Aloe vera gel extract may improve the lipid profile of high-fat diet rats by acting on the expression of genes involved in fatty acid metabolism. Vitamin E (alpha-tocopherol) is an antioxidant that protects cell unsaturated fatty acids against lipid peroxidation and free radicals produced during this reaction and stabilizes cell membranes. In addition, it has antioxidant effects that inhibit the progression of nonalcoholic fatty liver disease (19). It is worth noting that one of the ingredients of Aloe vera gel extract is vitamin E (20). Therefore, in the present study, Aloe vera gel extract, which contains vitamin E, could modify the inflammatory factors in animals treated with a high-fat diet. Furthermore, Aloe vera has anti-inflammatory and antioxidant effects that prevent neutrophil migration and the production of pro-inflammatory signals (21). A study has provided evidence that confirms phytosterols isolated from Aloe vera gel can reduce visceral fat mass and lower blood sugar (22).
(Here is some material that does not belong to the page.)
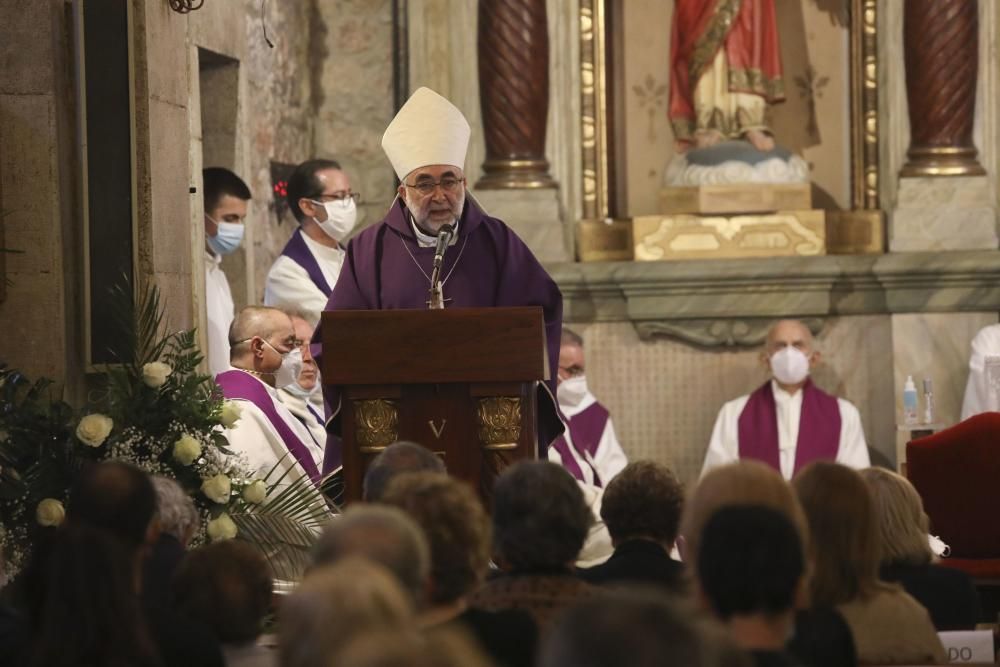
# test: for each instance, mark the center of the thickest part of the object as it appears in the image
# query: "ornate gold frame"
(864, 109)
Aloe vera leaves are rich in anthraquinone compounds. In addition, its gel, which also uses as food, has several beneficial properties, including anti-inflammatory, antioxidant, anti-virus, antibacterial, and wound healing. Furthermore, it has characteristics that result in lowering fat and blood pressure, and are anti-diabetic, anti-obesity, and heart-protecting (23). Anthraquinone is an active ingredient in Aloe vera. Aloe imodine and barbaloin, which are anthraquinones, also are available in Aloe vera (17). Anthraquinone acts as an antioxidant in mediated reactions during inflammatory responses and is conducive to necrosis treatment (24). Probably due to this anti-inflammatory property, in the present study, animals that received Aloe vera extract had reduced TNF-α and IL-6.
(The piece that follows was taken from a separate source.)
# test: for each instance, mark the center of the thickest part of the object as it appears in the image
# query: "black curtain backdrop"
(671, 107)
A previous study has evaluated the effects of aloe-iodine on innate immunity and immune cytokines in renal leukocytes. In the present study, animals fed with 5 mg aloe-emodin had significantly increased levels of albumin and globulin after six weeks. Expression of pro-inflammatory cytokines, such as IL-1β, IL-8, TNF-α, and iNOS, was considerably modulated during feeding with 5 mg aloe-emodin in the eighth week (25). Since aloe imodine is an anthraquinone compound found in Aloe vera, it has been suggested as a protector for oxidation and free radical activities (26). Therefore, the reduction in the disorders caused by a high-fat diet, including the reduction in pro-inflammatory factors and the increase in albumin levels, could be attributed to the presence of aloe immodin in Aloe vera extract.
5.1. Conclusions
This study demonstrated that a high-fat diet increased the density of inflammatory factors in the control group. No considerable effects were observed on the mean concentration of INF-γ in the studied groups while Aloe vera gel extracts considerably reduced inflammatory factors TNF-α, TGF-β-, and IL-6. It should be noted that this study was performed on animals and whether this substance has similar effects on humans or not requires further study.